Methods: AALL0232 was a phase III randomized trial for patients 1-30 years of age with newly diagnosed B-precursor HR-ALL that utilized a 2 x 2 factorial design with an augmented intensity Berlin-Frankfurt-Münster (BFM) backbone. Patients were randomized to receive dexamethasone versus prednisone during Induction and high dose methotrexate versus escalating Capizzi methotrexate during Interim Maintenance I. A total of 2,574 eligible, evaluable, non-Down Syndrome, non-very high risk patients were randomized between January 2004 and January 2011. AYA patients comprised 20% of this group (n=501; 16-21 yrs: 466 and 22-30 yrs: 35).
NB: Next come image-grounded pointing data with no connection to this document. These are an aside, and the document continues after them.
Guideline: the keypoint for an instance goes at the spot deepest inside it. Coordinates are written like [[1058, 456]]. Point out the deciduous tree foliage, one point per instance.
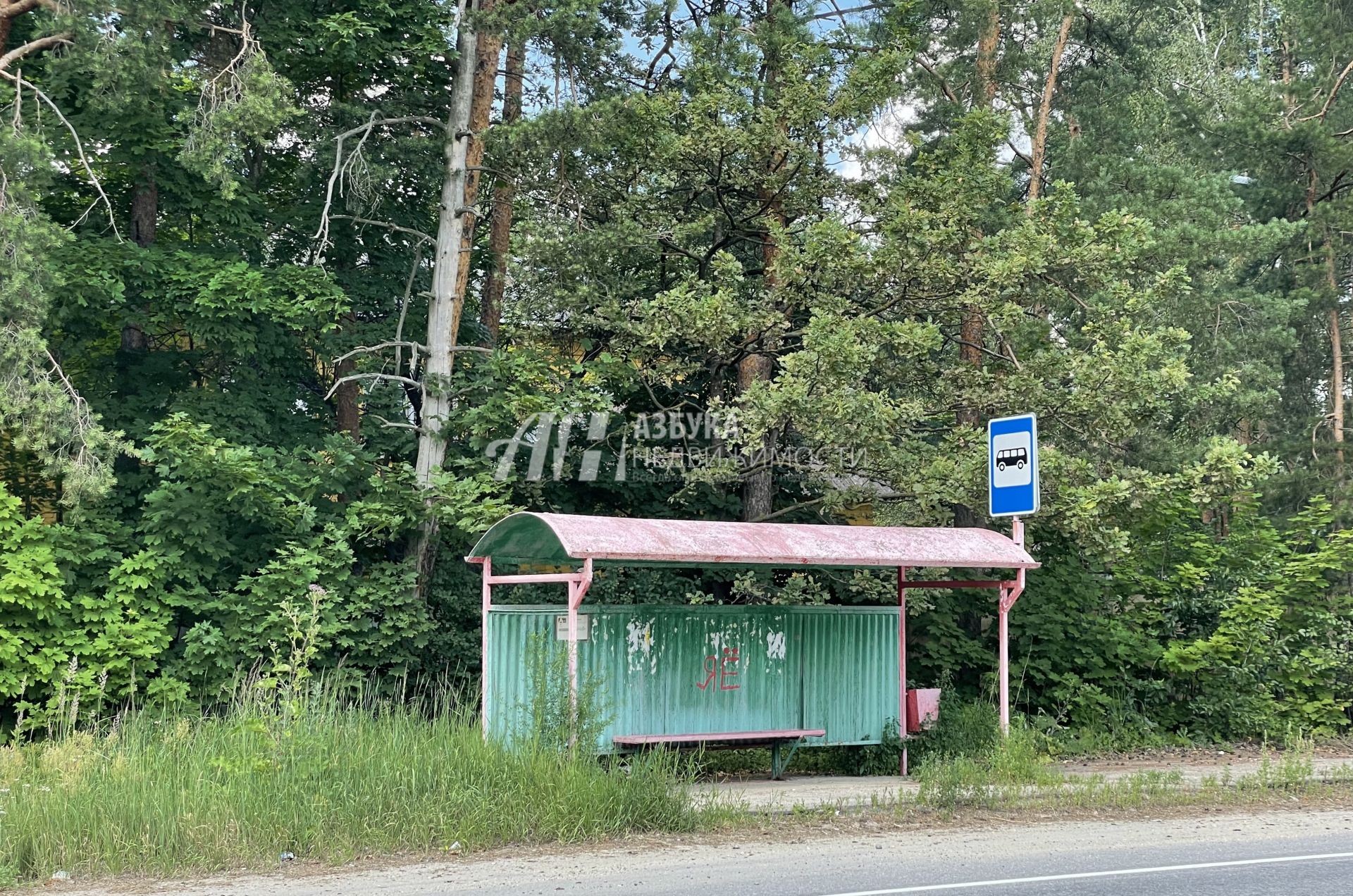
[[857, 233]]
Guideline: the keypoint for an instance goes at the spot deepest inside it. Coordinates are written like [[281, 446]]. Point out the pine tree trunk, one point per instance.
[[145, 207], [505, 194], [1039, 147], [1336, 363], [347, 413], [970, 325], [758, 367], [488, 51], [444, 306], [987, 45]]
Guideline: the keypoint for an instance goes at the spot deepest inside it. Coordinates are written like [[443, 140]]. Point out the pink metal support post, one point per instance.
[[483, 642], [1010, 593], [578, 585], [558, 539], [901, 662]]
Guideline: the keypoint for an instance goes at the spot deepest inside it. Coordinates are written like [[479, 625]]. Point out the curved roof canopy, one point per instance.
[[566, 539]]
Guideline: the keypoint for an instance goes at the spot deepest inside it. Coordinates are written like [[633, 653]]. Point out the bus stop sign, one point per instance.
[[1013, 466]]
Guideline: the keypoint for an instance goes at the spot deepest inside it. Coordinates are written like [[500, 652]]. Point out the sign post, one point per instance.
[[1014, 489]]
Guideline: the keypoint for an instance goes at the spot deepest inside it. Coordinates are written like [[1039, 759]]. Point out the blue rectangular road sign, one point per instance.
[[1013, 466]]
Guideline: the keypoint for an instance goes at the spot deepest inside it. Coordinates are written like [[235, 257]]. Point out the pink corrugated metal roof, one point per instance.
[[555, 537]]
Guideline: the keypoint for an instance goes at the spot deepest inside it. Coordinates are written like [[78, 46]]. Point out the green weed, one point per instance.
[[322, 780]]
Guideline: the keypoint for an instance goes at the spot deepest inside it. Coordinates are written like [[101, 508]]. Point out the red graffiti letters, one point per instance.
[[724, 668]]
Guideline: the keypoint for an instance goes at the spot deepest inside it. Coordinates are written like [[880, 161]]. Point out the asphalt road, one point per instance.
[[1278, 853]]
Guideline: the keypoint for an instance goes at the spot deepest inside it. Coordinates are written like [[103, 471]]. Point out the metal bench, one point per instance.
[[729, 740]]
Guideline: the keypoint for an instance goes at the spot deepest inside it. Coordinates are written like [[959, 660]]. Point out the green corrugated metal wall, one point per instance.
[[710, 669]]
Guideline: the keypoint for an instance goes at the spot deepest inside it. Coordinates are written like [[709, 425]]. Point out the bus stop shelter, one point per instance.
[[581, 545]]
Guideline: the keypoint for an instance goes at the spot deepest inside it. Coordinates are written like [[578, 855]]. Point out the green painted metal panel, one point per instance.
[[678, 669]]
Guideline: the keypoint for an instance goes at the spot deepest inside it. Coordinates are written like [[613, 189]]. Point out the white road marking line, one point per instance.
[[929, 888]]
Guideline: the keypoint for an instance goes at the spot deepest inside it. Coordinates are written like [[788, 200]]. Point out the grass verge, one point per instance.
[[173, 795]]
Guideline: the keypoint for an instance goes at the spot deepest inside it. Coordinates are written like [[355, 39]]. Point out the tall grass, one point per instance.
[[172, 793]]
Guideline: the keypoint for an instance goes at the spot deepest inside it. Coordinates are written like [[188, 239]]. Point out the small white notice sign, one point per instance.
[[562, 627]]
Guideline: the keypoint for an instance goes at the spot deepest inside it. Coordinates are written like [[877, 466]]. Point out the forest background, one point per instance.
[[299, 297]]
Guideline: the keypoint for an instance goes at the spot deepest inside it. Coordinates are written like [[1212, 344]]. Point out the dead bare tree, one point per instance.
[[447, 295], [1039, 147]]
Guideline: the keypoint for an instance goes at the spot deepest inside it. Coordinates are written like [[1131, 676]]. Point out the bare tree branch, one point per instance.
[[85, 160], [390, 424], [34, 46], [322, 233], [1329, 101], [383, 224], [351, 378], [362, 349], [19, 7], [1035, 179], [944, 85]]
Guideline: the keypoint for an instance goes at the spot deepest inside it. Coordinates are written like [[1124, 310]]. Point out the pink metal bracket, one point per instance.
[[578, 585]]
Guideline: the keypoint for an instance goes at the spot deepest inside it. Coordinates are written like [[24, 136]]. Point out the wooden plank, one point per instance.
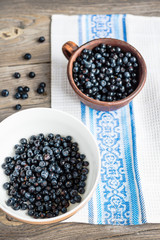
[[13, 230], [7, 81], [48, 7], [19, 35]]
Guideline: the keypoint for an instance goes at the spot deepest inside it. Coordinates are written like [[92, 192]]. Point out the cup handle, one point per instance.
[[69, 48]]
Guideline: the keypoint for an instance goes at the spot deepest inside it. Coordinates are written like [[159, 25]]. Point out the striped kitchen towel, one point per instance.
[[128, 191]]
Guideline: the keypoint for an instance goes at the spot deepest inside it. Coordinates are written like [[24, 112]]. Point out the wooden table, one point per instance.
[[21, 24]]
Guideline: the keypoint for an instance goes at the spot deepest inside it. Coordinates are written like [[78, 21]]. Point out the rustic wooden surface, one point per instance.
[[21, 23]]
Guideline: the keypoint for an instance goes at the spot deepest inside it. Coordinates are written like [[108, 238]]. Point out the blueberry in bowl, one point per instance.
[[50, 165], [105, 73]]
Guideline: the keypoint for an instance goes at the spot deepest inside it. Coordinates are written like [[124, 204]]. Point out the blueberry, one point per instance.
[[127, 74], [6, 186], [32, 74], [98, 56], [27, 56], [10, 201], [125, 60], [26, 89], [40, 90], [42, 84], [20, 89], [17, 95], [5, 93], [64, 210], [17, 75], [24, 96], [44, 174], [24, 206], [41, 39], [128, 54]]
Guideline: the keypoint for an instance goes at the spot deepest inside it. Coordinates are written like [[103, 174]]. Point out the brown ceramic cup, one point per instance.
[[72, 51]]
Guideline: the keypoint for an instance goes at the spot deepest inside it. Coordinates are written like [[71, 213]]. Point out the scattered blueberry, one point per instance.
[[40, 90], [17, 95], [32, 74], [5, 93], [26, 89], [20, 89], [41, 39], [24, 95], [17, 75], [42, 84], [18, 106]]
Results: The 5-yr event-free survival (EFS) and overall survival (OS) rates were 68.0% and 79.8% for AYA patients compared to 80.9% and 88.4% for younger patients (p<0.0001). The 5-yr cumulative incidence of relapse was 21.3% for AYA patients and 13.4% for younger patients (p=0.0018), largely due to higher rate of marrow relapse (15.2% vs. 9.0%; p<0.0007) and not CNS relapse (5.2% vs. 3.7%; p=0.5776). In addition, fewer AYA patients achieved remission, defined as <5% marrow blasts at end induction (97.2% vs. 98.8%; p=0.0134). There was no significant difference in induction mortality between AYA and younger patients, 2.4% vs. 1.8% (p=0.36). However post-induction remission deaths were significantly higher in AYA compared with younger patients, 5.5% vs. 2.1% at 5 years (p<0.0001).

Conclusions: This is the largest cohort of AYA ALL patients presented to date and confirms high cure rates for AYA patients treated on pediatric ALL trials. AYA HR-ALL patients had lower EFS and OS compared to younger patients, primarily attributable to both higher rates of marrow relapses and remission deaths. Effective strategies to improve the outcome of AYA patients with HR-ALL should be aimed at both furthering leukemia eradication and lowering toxicity of therapy for this patient population.